Thomas Lake writes:
Over the next three decades Jordan would become a world-class collector of emotional wounds, a champion grudge-holder, a magician at converting real and imagined insults into the rocket fuel that made him fly. If he had truly been cut that year, as he would claim again and again, he wouldn’t have had such an immediate chance for revenge. But in fact his name was on the second list, the jayvee roster, with the names of many of his fellow sophomores. Jordan quickly became a jayvee superstar.
“He was so good, in fact, that the jayvee games became quite popular,” David Halberstam wrote in his 1999 biography of Jordan, Playing for Keeps. “The entire varsity began to come early so they could watch him play in the jayvee games. Leroy Smith noticed that while Jordan had been wildly competitive before he had been cut [sic], after the cut he seemed even more competitive than ever, as if determined that it would never happen again.”
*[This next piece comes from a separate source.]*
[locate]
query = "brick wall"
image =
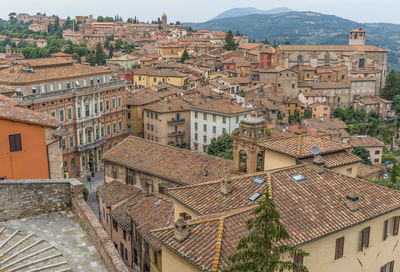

Yes Jordan would eventually grow into a 6-6 athletic monster just a few years later. His life was just taking off. But for Herring, this was the beginning of the end. He became known as “the guy who cut MJ.” The stigma trailed him everywhere. Even a few years later when his team was actually better than they were with Jordan, he couldn’t escape its wrath, its fire, its shadow. Soon, he was out at the school, and would be replaced by a dude named Fred Lynch. You might know him as the guy on the Come Fly With Me video proclaiming it was him and not Herring who cut MJ.
Herring was eventually suspended and then stepped down not long after Jordan’s time. Everyone asked him to get help, writes SI:
Less than two weeks later, Pop’s wife and daughter left. Sara Herring had always loved her husband’s gentleness, his easy satisfaction. When she served him steak and potatoes, it was the best dinner in the world, and when she served him beans and franks, it was the best dinner in the world. Now nothing she served was good enough, and everything was a confrontation. She had begged Pop to get professional help—according to Coley, Pop’s condition had been diagnosed as paranoid schizophrenia—but he wouldn’t acknowledge the problem. He said the man across the street was spying on him, and he spoke of being followed by a car with one headlight. At Christmas, Sara called Coley to say Pop had drunk a fifth of vodka and was getting violent. Coley spent the whole night trying to calm him down.
And so, over the next four years, as Michael Jordan became an Olympic gold medalist, a rookie NBA All-Star and the scorer of 37 points per game, Pop Herring went from suspended to unemployed to unemployable. As Jordan’s fame spread around the world, his old coach became a stranger in their hometown. Pop took to running, as if trying to shake out the sickness. His slender frame was seen on highways and bridges, north toward the tobacco fields and east to the ocean. Sometimes he’d come upon old friends and hug them, and other times they would call his name and he would keep running, looking straight ahead, as if they didn’t exist.
Over the years at virtually every event clamoring over Jordan’s success, Herring’s name came up. Ridiculed. Made fun of. Normally, as Lake wrote in his fascinating article, all of this was done by Jordan himself. But that was only a minuscule part of what became a nightmarish journey for the man who “cut” Michael Jordan.
Do you think Jordan had that drive in him all along or do you think he needed to be put on JV to fuel him to become the greatest ever?